Choro, fox, bolero, samba e até rock

Não houve estilo que escapasse do repertório da pianeira pioneira Carolina Cardoso de Menezes

Tárik de Souza
02/01/2001
Quando se inventaria a participação feminina na MPB raramente é incluida a pianeira Carolina Cardoso de Menezes. Parte do problema deve-se ao fato de ela ter feito uma parada de dez anos na carreira (1968-78) num período crucial de consolidação da indústria e da promoção dos artistas, seguida por um ritmo de apresentações mais espaçadas a partir daí, incluindo os dois discos mais recentes, que tiveram pouca repercussão: Fafá & Carolina (com o violinista Fafá Lemos) de 1989 e o derradeiro, o solo Preludiando, de 1997. O outro débito do esquecimento deve-se à tradicional falta de memória - e de interesse - pelo passado da MPB. Carolina participou de momentos fundamentais dessa história, como a gravação do samba Na Pavuna com Almirante, em 1930, a primeira vez em que se registrou um batuque com toda a percussão armada no estúdio. Fez também a trilha do filme Mulher, dirigido por Otávio Gabus Mendes, em 1931, com fotografia de Humberto Mauro, considerado erótico para os padrões da época e ainda foi dona de boate, a Carolina, numa esquina da Avenida Atlântica, em Copacabana, em 1958.
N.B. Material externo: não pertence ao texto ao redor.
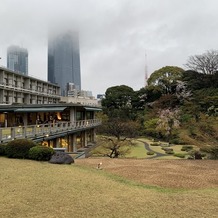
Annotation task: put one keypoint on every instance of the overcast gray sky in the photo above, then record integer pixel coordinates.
(114, 35)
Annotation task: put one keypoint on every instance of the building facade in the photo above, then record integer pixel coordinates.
(19, 88)
(17, 59)
(61, 126)
(64, 60)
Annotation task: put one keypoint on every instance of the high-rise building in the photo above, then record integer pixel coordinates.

Filha do pianista Oswaldo Cardoso de Menezes, essa autodidata carioca que começou no instrumento aos dois anos de idade e só foi estuda-lo a sério na adolescência, mergulhou no universo do choro, na época um Clube do Bolinha onde mulher dificilmente entrava, especialmente como compositora. Também nesse campo a pianeira foi pioneira. Além de gravar um Ernesto Nazareth "com balanço" numa intepretação pessoal definitivamente chorona, compôs, entre outros Pombo Correio, Expressinho, Eu Sou do Barulho (seu maior sucesso na área, de 1942), Caboclinha, Novidade, Maroto, Regressando, Rapadura, Derrapando na Gávea e Nossa Amizade. Ela ainda passou pelo fox (Preludiando), compôs as Bachianas Cariocas nº 1 e se destacou como uma esquecida precursora autoral do rock tupiniquim com seu Brasil Rock, de 1957.
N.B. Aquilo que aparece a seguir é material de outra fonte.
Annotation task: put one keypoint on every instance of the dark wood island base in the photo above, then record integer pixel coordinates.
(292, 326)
Carolina, no entanto, não ficou só no escaninho instrumental: escreveu também (quase sempre em parceria com o letrista Armando Fernandes) composições de diversos gêneros como Serpentinas, Nós Dois, Esquina da Vida, Palavra de Honra, Ausência, Aquela Rosa Que Você Me Deu, gravadas por cantores como Orlando Silva, Silvio Caldas, Ângela Maria, Isaurinha Garcia, Cauby Peixoto, Francisco Alves e até Wanderley Cardoso. Como boa pianeira, traçou de tudo, do baião ao bolero, samba, música erudita, marchinha, fox-trot e até o vira português, incluindo acompanhar estrelas internacionais em trânsito da estirpe de Josephine Baker, Pedro Vargas e Charles Trenet.

Muito antes do CD, empilhou 60 músicas num único disco, Tapete Mágico. Entre 1942 e 1944, gravou uma série de discos 78 rotações em dupla com o modernista do violão, Garoto. Atuou nas rádios Sociedade, Tupi e Nacional, onde comandou o programa O Piano da Carolina. Nos últimos anos, na volta do retiro ocorrido após a morte do marido, a pianeira que recebeu em 1984 a medalha Pedro Ernesto da Câmara Municipal participou de shows esparsos em locais como a ABI, Planetário e Museu da República, todos no Rio. A última apresentação de seu piano percutido e envolvente com o sotaque das ruas de uma cidade ainda ingênua e amistosa foi na Funarte, em outubro passado ao lado da colega Maria Teresa Madeira.